While many big banks have shunned him, Deutsche Bank AG has been a steadfast financial backer of the Republican presidential candidate’s business interests. Since 1998, the bank has led or participated in loans of at least $2.5 billion to companies affiliated with Mr. Trump, according to a Wall Street Journal analysis of public records and people familiar with the matter.
That doesn’t include at least another $1 billion in loan commitments that Deutsche Bank made to Trump-affiliated entities."
Donald Trump has built his wealth by running a string of fraudulent businesses, financed by Deutsche Bank, leaving behind numerous bankruptcies, angry consumers, and countless lawsuits. Here is a list of just 13 of Donald Trump's failed businesses. I'll just highlight one of his biggest frauds - Trump University - which was nothing more than a multilevel marketing scam:
Also known at the Trump Entrepreneur Initiative, Trump University was a series of wealth-building seminars for which students paid as much as $34,995 for mentorships that would supposedly get them access to Trump's secrets of success. Instead of the hand-picked instructors Trump promised, the seminars were delivered by motivational speakers, often without degrees, and sometimes with criminal records. According to his FEC filings, Trump brought in $11,819 from the Trump Entrepreneur Initiative last year; he's now the subject of two class-action lawsuits in California related to Trump University, and a third suit, for $40 million, brought by New York Attorney General Eric Schneiderman.

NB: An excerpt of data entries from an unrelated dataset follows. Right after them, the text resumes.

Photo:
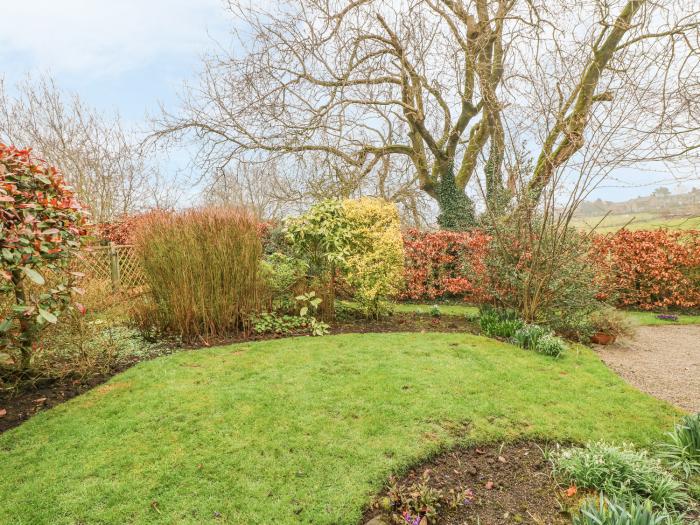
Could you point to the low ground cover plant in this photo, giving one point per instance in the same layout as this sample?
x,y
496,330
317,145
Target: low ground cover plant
x,y
620,472
550,345
603,511
540,339
498,322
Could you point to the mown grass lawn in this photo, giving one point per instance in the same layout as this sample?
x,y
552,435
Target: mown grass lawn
x,y
298,430
650,319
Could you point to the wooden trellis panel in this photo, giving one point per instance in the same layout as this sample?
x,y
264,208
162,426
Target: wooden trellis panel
x,y
116,263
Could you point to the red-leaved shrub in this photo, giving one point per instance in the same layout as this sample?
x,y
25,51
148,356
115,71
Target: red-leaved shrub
x,y
650,269
445,264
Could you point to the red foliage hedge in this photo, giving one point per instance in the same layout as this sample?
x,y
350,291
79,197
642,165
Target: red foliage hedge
x,y
637,269
650,269
445,264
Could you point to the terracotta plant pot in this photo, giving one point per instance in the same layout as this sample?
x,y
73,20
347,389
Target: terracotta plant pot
x,y
601,338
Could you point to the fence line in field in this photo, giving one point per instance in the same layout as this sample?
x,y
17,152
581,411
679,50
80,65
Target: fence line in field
x,y
117,263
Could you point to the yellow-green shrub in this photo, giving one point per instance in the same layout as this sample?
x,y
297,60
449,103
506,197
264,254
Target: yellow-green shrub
x,y
374,266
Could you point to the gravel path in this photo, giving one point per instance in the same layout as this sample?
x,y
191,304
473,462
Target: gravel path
x,y
663,361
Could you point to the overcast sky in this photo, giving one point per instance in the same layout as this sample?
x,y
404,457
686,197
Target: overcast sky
x,y
131,55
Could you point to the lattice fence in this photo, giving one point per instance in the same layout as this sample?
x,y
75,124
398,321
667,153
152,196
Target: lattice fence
x,y
116,263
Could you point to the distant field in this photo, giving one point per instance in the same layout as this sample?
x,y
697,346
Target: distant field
x,y
637,221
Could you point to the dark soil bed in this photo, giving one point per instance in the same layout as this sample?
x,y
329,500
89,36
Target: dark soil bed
x,y
493,484
31,397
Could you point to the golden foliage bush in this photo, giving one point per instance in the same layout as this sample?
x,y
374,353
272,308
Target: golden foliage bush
x,y
374,267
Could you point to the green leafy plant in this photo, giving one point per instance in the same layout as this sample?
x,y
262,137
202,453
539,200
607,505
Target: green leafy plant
x,y
284,276
602,511
682,450
358,240
374,266
318,328
619,472
540,267
41,233
499,322
529,335
271,323
322,238
550,345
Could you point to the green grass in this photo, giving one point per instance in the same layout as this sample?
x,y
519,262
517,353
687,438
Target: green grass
x,y
650,319
298,430
639,221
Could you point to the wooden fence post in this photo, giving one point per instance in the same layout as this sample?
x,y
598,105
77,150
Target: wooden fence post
x,y
114,266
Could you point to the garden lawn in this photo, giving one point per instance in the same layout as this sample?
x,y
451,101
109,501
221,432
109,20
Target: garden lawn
x,y
650,319
298,430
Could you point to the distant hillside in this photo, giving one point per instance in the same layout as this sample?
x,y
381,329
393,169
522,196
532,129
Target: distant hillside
x,y
660,210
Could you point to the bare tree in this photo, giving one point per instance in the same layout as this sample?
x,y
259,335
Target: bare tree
x,y
449,85
97,154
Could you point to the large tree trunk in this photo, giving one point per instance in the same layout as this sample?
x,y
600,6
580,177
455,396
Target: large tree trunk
x,y
26,325
456,209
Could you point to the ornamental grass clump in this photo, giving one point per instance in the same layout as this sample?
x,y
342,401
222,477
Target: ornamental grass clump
x,y
203,270
602,511
620,472
681,452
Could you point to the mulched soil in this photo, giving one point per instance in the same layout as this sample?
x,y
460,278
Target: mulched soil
x,y
508,484
663,361
20,404
44,393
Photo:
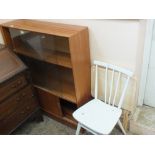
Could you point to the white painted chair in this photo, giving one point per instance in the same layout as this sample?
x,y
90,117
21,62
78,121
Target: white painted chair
x,y
100,117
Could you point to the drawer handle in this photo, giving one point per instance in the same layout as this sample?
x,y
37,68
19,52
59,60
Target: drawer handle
x,y
17,84
18,99
24,94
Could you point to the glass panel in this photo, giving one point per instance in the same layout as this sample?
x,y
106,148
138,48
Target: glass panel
x,y
49,48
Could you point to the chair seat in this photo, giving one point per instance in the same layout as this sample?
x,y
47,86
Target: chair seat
x,y
98,116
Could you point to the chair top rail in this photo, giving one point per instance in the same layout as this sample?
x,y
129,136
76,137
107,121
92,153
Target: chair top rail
x,y
116,68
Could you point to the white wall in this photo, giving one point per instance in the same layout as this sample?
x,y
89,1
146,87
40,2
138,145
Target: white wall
x,y
119,42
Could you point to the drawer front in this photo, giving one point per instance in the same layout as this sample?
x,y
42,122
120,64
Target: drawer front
x,y
12,86
10,105
8,124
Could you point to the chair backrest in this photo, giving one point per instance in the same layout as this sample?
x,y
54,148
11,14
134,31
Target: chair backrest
x,y
108,99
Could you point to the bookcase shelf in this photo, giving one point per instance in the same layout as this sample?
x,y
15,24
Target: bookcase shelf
x,y
58,58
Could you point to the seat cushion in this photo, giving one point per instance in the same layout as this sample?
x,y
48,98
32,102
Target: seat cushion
x,y
98,116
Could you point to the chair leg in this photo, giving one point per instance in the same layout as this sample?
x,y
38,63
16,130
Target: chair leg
x,y
78,129
121,126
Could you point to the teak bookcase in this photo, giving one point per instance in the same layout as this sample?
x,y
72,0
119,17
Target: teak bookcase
x,y
58,57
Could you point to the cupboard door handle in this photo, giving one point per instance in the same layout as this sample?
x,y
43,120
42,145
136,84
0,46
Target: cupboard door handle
x,y
18,99
22,112
19,82
28,108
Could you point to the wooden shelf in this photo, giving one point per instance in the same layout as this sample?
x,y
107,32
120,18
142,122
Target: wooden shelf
x,y
54,57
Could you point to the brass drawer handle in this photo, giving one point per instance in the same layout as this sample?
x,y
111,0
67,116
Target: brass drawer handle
x,y
28,107
17,84
18,99
22,112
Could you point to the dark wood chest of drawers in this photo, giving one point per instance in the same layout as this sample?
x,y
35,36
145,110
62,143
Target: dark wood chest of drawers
x,y
17,98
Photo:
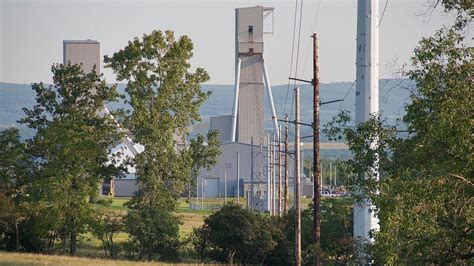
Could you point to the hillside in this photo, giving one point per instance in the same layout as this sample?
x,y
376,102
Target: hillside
x,y
393,96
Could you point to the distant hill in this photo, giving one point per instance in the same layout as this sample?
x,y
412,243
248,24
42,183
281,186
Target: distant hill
x,y
393,96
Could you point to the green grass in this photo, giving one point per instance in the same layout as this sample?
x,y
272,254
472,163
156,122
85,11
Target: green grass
x,y
89,246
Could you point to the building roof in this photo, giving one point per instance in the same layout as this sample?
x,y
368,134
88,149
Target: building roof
x,y
88,41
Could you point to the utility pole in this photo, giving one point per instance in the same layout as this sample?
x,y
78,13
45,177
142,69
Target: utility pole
x,y
274,175
269,200
285,192
297,180
251,173
279,170
316,152
225,186
238,177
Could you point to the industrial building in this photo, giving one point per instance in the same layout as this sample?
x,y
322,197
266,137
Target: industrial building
x,y
244,142
244,130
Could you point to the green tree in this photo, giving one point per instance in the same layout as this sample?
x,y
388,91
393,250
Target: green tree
x,y
71,144
165,98
105,226
16,171
235,232
424,197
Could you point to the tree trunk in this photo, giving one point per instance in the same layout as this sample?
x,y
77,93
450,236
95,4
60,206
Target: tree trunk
x,y
231,257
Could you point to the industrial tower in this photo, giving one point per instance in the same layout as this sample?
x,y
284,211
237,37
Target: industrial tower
x,y
367,100
250,74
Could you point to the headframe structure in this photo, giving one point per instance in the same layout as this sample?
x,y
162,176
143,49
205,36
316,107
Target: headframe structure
x,y
251,76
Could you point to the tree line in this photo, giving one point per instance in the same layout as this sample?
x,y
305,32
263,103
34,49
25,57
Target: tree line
x,y
423,199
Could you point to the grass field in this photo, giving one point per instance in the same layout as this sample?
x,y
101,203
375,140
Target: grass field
x,y
91,247
22,259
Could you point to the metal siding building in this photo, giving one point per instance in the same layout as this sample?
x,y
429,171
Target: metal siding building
x,y
223,124
85,52
227,166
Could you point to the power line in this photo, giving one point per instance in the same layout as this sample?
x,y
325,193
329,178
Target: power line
x,y
314,30
292,53
297,51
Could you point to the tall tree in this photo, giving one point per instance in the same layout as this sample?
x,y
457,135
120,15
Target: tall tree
x,y
165,98
16,171
72,143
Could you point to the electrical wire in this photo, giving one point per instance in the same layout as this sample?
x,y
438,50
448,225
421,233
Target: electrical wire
x,y
309,44
292,53
297,52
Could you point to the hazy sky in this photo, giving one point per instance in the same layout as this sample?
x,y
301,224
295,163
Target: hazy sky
x,y
32,32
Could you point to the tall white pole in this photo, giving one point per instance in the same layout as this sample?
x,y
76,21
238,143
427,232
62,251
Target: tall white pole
x,y
330,175
297,179
367,100
238,177
225,186
274,194
236,100
270,97
269,200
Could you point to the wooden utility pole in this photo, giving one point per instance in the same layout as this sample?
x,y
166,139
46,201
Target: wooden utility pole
x,y
316,152
297,180
285,191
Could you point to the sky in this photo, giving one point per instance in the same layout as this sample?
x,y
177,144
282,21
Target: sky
x,y
32,32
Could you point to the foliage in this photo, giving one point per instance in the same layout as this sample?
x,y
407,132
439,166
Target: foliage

Trump's Hausbank, Deutsche Bank, has likewise enriched itself with fraudulent activities. The difference is that Deutsche Bank has actually been convicted of fraud and may now lose its license to manage pension funds in the United States:
Regulators from London to Seoul have sanctioned Deutsche Bank for misdeeds committed over the past decade. The accumulation of crimes has now taken on a life of its own, prompting new inquiries based on previous episodes. The U.S. Labor Department, for instance, is considering whether the German bank’s two recent convictions for fraud in foreign countries should cost it the ability to manage billions of dollars of Americans’ retirement funds.
In a ruling that has gone mostly unreported outside of official filings, the department tentatively denied Deutsche Bank’s (ticker: DB) bid for an exemption from possible money-management restrictions. Because two units in other parts of the bank were convicted of felonies, the money management units have faced curbs on running U.S. pension money. At stake is Deutsche Bank’s official status as a qualified professional asset manager, or QPAM. The QPAM designation allows an asset manager to assume multiple roles in overseeing government-regulated Erisa pension plans, or those covered by the Employee Retirement Income Security Act of 1974. It’s unusual for Labor to deny an application for an exemption, even temporarily.
One other important difference between Trump and Deutsche Bank. Deutsche Bank has been forced to pay $billions$ in penalties and legal fees and its shares have lost more than half their value as the bank plans to lay off tens of thousands of employees.
Donald Trump could potentially be rewarded with the presidency of the United States.